Strange Life Lessons

A while back (on the scale of 1-3 years ago, I think) I realized something that had been holding me back.  Something important dawned on me, but it has not been an easy lesson to swallow.  That lesson being: language shapes reality.

Even typing it is hard.  My brain keeps thinking that it shouldn’t be true.  Language, as spiffy and awesome and cool as it is, shouldn’t really do much more than describe reality.  Or fantasy, if that’s your thing.  In any case, language is a tool for communication – an awesome tool that I like lots – and it’s true that it’s possible to influence people by what you say, but that’s not the same thing as language shaping reality directly.  But apparently, it does.
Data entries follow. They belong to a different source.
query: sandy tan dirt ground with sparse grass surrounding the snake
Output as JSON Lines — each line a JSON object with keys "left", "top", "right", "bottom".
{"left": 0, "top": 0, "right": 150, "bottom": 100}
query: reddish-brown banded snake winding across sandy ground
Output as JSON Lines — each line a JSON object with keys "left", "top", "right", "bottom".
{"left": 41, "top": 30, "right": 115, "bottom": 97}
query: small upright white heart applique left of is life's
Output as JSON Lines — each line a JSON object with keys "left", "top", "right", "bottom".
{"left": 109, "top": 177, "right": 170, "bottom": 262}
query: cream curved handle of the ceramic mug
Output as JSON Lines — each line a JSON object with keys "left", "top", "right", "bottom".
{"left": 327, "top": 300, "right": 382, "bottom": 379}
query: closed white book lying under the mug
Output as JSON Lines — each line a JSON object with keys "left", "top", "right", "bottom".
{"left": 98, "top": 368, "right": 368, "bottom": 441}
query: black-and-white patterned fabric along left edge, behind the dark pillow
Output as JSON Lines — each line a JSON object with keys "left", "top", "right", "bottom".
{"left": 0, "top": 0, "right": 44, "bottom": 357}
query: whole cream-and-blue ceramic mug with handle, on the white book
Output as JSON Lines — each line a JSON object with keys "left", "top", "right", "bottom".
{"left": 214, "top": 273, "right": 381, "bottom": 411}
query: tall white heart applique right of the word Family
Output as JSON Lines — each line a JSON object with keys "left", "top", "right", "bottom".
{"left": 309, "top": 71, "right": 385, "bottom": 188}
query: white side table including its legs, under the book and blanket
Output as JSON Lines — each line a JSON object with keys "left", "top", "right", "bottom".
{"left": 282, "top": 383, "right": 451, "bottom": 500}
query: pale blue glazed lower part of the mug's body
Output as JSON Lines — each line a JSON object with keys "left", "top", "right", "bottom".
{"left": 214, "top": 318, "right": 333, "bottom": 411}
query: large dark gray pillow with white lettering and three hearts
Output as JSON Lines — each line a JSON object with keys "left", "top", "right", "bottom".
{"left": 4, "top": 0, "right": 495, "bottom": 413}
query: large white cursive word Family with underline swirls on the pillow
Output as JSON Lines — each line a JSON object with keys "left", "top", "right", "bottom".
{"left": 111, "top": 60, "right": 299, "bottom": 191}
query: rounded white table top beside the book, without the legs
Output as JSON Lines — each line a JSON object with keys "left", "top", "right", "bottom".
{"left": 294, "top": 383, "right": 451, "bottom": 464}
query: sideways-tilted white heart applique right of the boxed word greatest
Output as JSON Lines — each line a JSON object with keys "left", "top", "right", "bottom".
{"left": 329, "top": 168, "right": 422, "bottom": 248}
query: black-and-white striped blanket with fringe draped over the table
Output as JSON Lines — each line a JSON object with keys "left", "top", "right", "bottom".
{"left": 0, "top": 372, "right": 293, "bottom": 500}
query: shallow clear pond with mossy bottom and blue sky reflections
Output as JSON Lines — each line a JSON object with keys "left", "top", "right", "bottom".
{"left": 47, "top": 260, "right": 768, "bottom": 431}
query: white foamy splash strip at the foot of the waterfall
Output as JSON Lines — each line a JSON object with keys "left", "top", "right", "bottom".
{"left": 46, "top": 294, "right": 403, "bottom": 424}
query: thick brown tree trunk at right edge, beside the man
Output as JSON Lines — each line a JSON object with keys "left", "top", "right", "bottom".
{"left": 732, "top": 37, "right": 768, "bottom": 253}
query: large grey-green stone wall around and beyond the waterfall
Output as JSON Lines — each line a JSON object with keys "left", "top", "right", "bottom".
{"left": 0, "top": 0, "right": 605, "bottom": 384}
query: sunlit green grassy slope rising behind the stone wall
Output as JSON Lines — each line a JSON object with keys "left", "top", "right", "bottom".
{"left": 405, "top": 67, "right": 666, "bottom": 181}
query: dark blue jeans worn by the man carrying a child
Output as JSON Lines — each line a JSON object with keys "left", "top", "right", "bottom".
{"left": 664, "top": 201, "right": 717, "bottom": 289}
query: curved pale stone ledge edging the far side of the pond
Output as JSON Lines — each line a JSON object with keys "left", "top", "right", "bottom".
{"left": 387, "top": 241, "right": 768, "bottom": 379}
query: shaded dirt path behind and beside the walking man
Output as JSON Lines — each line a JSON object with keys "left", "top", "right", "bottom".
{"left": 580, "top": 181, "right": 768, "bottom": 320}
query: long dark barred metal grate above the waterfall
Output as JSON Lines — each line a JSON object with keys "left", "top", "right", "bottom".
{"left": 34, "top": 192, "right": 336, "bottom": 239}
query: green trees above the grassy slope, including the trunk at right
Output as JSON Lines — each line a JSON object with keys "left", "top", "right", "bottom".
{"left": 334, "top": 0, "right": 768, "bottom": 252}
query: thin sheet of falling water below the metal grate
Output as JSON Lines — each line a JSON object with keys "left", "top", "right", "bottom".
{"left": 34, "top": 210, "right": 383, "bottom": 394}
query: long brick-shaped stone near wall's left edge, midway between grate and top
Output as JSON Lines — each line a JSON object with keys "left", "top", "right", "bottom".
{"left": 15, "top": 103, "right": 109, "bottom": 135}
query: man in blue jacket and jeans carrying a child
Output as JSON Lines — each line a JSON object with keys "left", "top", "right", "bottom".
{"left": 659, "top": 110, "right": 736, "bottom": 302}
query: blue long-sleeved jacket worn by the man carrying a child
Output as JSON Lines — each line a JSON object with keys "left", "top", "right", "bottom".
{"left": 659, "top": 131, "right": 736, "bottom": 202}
So far I only have this lesson in a very basic way, and I couldn’t say if it goes further or not.  So, sometimes I observe people doing something new or challenging.  Someone will say “I want you to try this,” or something along those lines.  Their response tends to be “Ok!  Yes!  I can do that!” said with what strikes me as an unreasonable amount of enthusiasm.  It always seemed like just a bunch of noise.  Dishonest noise, at that.  I mean, how do you know if you can accomplish something until you try it?  What if you’re all “I can do it!” and then you can’t?  Didn’t you just make yourself out to be a liar?  I mean, sure you can probably do it eventually, but that’s different.  So in that situation, if someone was giving me a challenge, I would simply respond honestly.  “Well, I’ll try.”  “I don’t know if I can do that, but I suppose I’ll give it a shot.”

In retrospect, I am honestly not sure how I figured it out.  In any case, turns out I was sabotaging myself right from the beginning.  If, from the start, I verbalize with confidence, somehow it becomes more likely that I will succeed.  This totally breaks my poor little brain, but from everything I can tell, it’s true.  See, I know that acting confident is important in many things.  Rock climbing and horseback riding, for instance, both require that a person act with confidence.  Doing something tentatively does not ever work.  I had figured out that I could act confident even if I didn’t feel confident.  Now it seems that it’s easier to act confident if I sound confident.  The language I use and the manner in which I use it shapes the reality that happens next.

I wonder how much this is (or isn’t) true for other things.